Mereka ungkapkan perasaannya tentang Wildan, setelah bertemu Wildan pada tidak bisa tidur, mendiskusikan bagaimana membantu Wildan supaya lebih baik. Akhirnya Bapak dan Bude menempuh perjalanan jauh untuk bekonsultasi dengan guru spiritualnya itu. Hati kami berdesir....haru menyeruak melihat ketulusan mereka. Apa daya, rasanya tidak tega menolak ide mereka untuk rencana membongkar ari-ari Wildan dan memberi Wildan minum air putih dari sang guru.
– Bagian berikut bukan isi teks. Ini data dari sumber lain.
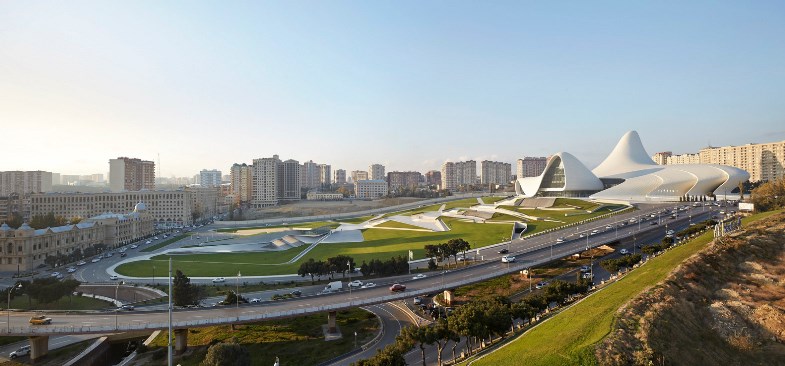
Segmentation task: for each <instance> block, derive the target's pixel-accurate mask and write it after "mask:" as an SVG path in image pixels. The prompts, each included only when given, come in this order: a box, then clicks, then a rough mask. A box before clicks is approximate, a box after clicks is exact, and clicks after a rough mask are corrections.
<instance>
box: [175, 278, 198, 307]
mask: <svg viewBox="0 0 785 366" xmlns="http://www.w3.org/2000/svg"><path fill="white" fill-rule="evenodd" d="M197 295H198V292H197V290H195V288H194V286H193V285H191V279H190V278H188V277H187V276H186V275H185V274H183V272H182V271H180V270H179V269H178V270H177V271H176V272H175V275H174V278H173V279H172V302H173V303H174V305H175V306H187V305H195V304H197V303H199V298H198V296H197Z"/></svg>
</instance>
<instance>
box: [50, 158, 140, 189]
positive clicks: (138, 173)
mask: <svg viewBox="0 0 785 366" xmlns="http://www.w3.org/2000/svg"><path fill="white" fill-rule="evenodd" d="M50 181H51V179H50ZM109 189H110V190H111V191H112V192H123V191H140V190H142V189H147V190H153V189H155V163H154V162H152V161H147V160H141V159H136V158H133V159H132V158H126V157H120V158H117V159H110V160H109Z"/></svg>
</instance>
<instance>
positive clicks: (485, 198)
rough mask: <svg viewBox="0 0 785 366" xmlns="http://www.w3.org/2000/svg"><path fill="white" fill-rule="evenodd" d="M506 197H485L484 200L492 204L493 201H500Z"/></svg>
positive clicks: (502, 199)
mask: <svg viewBox="0 0 785 366" xmlns="http://www.w3.org/2000/svg"><path fill="white" fill-rule="evenodd" d="M505 198H506V197H483V198H482V201H483V202H485V203H487V204H491V203H496V202H499V201H501V200H503V199H505Z"/></svg>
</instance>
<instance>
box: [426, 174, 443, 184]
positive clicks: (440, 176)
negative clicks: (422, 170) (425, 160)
mask: <svg viewBox="0 0 785 366" xmlns="http://www.w3.org/2000/svg"><path fill="white" fill-rule="evenodd" d="M425 184H428V185H437V186H438V185H441V184H442V172H440V171H438V170H430V171H428V172H426V173H425Z"/></svg>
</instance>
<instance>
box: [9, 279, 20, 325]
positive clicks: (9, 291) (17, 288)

Malam itu kami pulang membawa air putih untuk Wildan. Bismmillah...jika memang bermanfaat, semua itu atas ijin Allah semata.

Seminggu kemudian, hari kamis juga. Sore, saya masih di kantor ketika sms ayah masuk, ”Ma, ternyata hari ini tadi Bapak dan Bude membuat tumpeng untuk Wildan. Yah, mereka selamatan untuk Wildan. Mama pulang kantor langsung ke rumah mereka ya.”. Betul-betul hati saya bimbang, antara ketulusan mereka dan keyakinan kami. Dalam perjalanan ke rumah Bapak dan Bude, adek bertanya, "Ma, kenapa sih kakak diselamatkan?". Saya senyum saja dengar bahasa adek itu. Singkat cerita, akhirnya hari jum’at pagi kami berempat ke Batu membongkar ari-ari Wildan. Rupanya ari-ari Wildan tertindih ari-ari adeknya. Kemudian bude memindah ari-ari adek di sebelah ari-ari Wildan. Entahlah......

3 komentar:

Unknown mengatakan...

Apa sudah pernah mengikuti acara "Bengkel Hati" di TPI/MNCTV?

Unknown mengatakan...

Pernah ada yg membahas tentang anak Autis

Unknown mengatakan...

Mama Frida, saya tanya nih, apakah Mama Frida ketika mengandung Mas Wildan, merasa geregetan?
Kalau tidak ya sudah, tapi kalau benar, ketika mengandung Mas Wildan, Mama Frida geregetan, entah disebabkan karena apa geregetannya, mungkin ini nanti yg dapat menemukan jalan pengobatan Mas Wildan. Coba diingat2 saat2 mengandung Mas Wildan?